Une patiente octogénaire a passé six jours consécutifs sur un brancard aux urgences du centre hospitalier universitaire (CHU) d’Orléans, a révélé Ouest France. L’Agence régionale de santé (ARS) du Centre-Val de Loire a annoncé ce dimanche 9 août qu’elle exigeait un « retour d’expérience » de l’établissement. La personne concernée a décrit cette situation comme « l’enfer », selon les informations rapportées par le quotidien.

Ce qu’il faut retenir

  • Une patiente de plus de 80 ans a attendu six jours sur un brancard aux urgences du CHU d’Orléans.
  • L’Agence régionale de santé (ARS) du Centre-Val de Loire a exigé un retour d’expérience de l’établissement.
  • La personne concernée a qualifié cette situation d’« enfer » dans ses déclarations.
  • L’incident s’est produit au CHU d’Orléans, selon les informations d’Ouest France.
  • L’ARS a pris cette mesure le 9 août 2026.

Un séjour prolongé aux urgences dénoncé par une patiente

Selon les éléments transmis par Ouest France, une femme octogénaire a été laissée sur un brancard aux urgences du CHU d’Orléans pendant une durée exceptionnellement longue. Ce délai de six jours, bien supérieur à la durée normale d’attente dans ce type de service, a conduit la patiente à qualifier son expérience d’« enfer ». Les circonstances exactes de cette situation, notamment les raisons médicales ou organisationnelles de ce retard, n’ont pas été précisées par l’établissement dans l’immédiat.

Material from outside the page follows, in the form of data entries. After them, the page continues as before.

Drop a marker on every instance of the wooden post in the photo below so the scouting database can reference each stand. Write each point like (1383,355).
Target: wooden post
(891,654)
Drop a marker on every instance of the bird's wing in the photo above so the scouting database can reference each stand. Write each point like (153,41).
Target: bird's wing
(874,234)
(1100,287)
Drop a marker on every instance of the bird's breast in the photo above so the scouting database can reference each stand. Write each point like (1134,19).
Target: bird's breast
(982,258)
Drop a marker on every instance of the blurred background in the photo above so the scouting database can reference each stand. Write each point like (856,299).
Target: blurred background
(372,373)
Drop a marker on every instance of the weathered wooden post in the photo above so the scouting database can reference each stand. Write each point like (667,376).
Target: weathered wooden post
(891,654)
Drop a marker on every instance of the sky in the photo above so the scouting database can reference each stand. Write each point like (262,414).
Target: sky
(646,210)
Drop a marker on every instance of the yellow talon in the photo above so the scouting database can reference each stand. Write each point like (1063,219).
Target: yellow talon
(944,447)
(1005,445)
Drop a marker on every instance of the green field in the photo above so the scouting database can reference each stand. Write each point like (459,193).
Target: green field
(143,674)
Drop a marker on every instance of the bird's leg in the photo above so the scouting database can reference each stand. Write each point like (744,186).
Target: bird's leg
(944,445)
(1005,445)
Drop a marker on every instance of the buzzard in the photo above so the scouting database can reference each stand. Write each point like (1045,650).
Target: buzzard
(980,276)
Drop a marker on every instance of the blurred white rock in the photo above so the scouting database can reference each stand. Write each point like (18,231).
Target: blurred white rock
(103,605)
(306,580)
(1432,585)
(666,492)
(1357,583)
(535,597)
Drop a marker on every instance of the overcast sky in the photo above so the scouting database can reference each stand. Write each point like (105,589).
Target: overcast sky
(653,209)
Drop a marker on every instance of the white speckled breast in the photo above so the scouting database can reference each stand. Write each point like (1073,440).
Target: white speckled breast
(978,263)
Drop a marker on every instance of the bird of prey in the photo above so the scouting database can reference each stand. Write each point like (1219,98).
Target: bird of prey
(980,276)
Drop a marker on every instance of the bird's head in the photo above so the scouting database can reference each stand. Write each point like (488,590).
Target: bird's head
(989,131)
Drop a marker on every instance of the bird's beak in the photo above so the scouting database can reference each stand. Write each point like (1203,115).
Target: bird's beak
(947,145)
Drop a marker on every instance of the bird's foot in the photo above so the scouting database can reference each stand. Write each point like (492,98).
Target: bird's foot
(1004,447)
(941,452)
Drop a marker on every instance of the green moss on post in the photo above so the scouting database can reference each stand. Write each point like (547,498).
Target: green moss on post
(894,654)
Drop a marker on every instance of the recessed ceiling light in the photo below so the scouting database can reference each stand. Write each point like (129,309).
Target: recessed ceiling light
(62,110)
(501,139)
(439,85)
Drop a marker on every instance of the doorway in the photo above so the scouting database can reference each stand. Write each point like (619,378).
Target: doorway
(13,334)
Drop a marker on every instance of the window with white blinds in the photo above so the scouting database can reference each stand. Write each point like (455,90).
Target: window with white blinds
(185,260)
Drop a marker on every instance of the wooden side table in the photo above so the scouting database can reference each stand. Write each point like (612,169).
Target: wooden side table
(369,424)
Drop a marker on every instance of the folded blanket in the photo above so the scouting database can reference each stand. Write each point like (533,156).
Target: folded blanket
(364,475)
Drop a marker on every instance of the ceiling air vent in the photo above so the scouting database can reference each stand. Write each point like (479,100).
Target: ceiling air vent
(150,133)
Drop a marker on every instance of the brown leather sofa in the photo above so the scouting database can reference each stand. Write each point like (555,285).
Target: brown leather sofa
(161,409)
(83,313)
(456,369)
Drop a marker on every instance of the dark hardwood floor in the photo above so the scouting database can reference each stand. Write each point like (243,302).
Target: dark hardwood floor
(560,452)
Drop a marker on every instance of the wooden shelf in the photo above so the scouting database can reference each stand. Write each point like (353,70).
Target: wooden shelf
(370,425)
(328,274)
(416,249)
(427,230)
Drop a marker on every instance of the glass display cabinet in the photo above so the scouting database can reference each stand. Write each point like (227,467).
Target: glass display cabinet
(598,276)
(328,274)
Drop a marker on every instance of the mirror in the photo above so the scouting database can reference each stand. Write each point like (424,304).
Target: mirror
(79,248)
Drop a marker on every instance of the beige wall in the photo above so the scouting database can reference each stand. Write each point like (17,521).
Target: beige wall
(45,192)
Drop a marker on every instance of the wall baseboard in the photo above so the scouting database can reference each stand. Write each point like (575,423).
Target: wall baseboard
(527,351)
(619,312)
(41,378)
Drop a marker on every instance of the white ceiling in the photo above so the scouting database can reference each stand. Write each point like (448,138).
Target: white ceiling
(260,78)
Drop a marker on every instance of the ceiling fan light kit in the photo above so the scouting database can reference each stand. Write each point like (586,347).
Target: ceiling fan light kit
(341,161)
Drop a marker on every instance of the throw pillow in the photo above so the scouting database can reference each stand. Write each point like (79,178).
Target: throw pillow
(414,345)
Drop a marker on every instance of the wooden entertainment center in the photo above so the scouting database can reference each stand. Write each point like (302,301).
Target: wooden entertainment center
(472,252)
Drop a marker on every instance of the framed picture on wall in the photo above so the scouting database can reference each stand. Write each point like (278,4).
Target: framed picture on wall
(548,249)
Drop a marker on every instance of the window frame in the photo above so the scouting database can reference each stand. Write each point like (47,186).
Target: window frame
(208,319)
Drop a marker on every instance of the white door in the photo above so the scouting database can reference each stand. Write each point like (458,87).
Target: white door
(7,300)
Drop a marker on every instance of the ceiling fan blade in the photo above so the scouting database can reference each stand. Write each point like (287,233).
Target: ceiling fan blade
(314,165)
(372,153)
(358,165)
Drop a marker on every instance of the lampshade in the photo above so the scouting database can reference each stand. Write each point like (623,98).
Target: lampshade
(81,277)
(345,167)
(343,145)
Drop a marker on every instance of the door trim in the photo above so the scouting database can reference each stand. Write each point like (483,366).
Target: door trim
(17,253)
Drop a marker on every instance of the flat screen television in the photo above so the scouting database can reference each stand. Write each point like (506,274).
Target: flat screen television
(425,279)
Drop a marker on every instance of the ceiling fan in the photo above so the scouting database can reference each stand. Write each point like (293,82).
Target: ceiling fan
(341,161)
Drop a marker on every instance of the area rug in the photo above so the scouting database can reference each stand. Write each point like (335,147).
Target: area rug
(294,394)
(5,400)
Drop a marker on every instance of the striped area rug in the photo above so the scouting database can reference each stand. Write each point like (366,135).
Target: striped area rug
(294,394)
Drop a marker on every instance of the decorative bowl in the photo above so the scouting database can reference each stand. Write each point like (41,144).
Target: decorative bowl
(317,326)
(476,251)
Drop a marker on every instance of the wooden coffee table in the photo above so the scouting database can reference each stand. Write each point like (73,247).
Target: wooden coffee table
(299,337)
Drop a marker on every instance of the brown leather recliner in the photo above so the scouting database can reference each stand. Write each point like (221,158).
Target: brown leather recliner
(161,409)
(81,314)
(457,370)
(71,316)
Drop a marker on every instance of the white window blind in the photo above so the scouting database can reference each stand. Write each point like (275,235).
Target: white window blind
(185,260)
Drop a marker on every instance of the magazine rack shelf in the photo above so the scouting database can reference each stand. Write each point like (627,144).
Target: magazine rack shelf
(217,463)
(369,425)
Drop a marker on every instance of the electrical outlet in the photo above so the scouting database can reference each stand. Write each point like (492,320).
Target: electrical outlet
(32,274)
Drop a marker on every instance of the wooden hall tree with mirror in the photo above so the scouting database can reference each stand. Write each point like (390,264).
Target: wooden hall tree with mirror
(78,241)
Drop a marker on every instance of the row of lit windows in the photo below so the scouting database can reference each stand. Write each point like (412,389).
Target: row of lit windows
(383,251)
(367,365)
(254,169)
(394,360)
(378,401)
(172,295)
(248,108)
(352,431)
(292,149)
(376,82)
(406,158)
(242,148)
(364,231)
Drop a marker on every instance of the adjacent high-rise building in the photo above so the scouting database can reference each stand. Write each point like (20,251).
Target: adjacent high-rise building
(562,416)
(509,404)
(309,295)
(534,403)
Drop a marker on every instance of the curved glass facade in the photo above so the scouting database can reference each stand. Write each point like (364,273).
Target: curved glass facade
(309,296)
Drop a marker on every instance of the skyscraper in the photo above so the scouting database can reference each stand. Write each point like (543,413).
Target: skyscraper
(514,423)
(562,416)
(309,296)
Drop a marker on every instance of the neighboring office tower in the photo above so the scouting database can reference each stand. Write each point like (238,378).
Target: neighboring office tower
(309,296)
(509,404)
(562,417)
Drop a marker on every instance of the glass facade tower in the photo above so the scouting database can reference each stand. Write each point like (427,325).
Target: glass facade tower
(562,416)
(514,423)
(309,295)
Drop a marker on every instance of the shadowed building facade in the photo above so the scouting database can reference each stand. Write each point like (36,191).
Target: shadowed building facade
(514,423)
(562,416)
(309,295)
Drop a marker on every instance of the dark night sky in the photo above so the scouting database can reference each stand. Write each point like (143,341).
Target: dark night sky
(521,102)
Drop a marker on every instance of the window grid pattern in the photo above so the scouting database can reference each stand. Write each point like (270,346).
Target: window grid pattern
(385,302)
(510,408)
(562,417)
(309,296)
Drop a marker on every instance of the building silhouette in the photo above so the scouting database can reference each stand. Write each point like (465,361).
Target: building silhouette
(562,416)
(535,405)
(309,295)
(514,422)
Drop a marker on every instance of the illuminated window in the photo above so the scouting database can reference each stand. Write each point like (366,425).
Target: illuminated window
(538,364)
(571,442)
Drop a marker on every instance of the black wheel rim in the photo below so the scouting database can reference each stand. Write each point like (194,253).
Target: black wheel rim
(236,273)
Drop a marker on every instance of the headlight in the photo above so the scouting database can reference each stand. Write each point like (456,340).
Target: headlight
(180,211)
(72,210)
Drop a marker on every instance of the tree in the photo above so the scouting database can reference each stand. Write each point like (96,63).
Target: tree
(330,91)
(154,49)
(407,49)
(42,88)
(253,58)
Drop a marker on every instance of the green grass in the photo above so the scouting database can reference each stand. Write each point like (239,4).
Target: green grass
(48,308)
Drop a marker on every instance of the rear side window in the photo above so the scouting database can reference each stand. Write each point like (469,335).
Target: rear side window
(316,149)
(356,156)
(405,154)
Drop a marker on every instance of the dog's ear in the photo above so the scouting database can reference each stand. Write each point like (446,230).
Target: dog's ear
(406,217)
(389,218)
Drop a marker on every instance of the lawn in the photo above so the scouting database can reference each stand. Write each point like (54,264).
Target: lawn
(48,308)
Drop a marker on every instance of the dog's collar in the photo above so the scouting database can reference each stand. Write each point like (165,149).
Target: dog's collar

L’ARS intervient pour exiger des explications

Face à ce signalement, l’Agence régionale de santé (ARS) du Centre-Val de Loire a décidé d’intervenir. Dans un communiqué diffusé ce dimanche 9 août 2026, elle a demandé au CHU d’Orléans de lui fournir un retour d’expérience sur les conditions d’accueil des patients aux urgences. Cette démarche vise à comprendre les causes de cette situation et à prévenir de tels dysfonctionnements à l’avenir. L’ARS n’a pas précisé si d’autres mesures, comme une inspection formelle, pourraient être envisagées.

Un contexte déjà tendu dans les services d’urgence

Ce cas intervient dans un contexte où les services d’urgence en France font régulièrement face à des tensions liées à la saturation des capacités d’accueil. Les hôpitaux, confrontés à une hausse des passages et à des difficultés de prise en charge, peinent parfois à garantir des délais raisonnables pour les patients les plus fragiles. Le CHU d’Orléans, comme d’autres établissements du pays, n’est pas épargné par ces enjeux structurels, qui peuvent impacter la qualité de la prise en charge.

Et maintenant ?

Le CHU d’Orléans dispose désormais d’un délai à déterminer pour fournir à l’ARS le retour d’expérience demandé. Selon les procédures habituelles, l’agence pourrait ensuite décider d’engager des actions correctives, comme une inspection ciblée ou des recommandations spécifiques. En cas de manquement avéré aux bonnes pratiques, des sanctions pourraient être envisagées, bien que cela reste à confirmer par les autorités sanitaires.

La patiente concernée n’a pas été identifiée publiquement, et aucune information supplémentaire n’a été communiquée sur son état de santé ou les suites médicales qui lui ont été données après cette attente prolongée.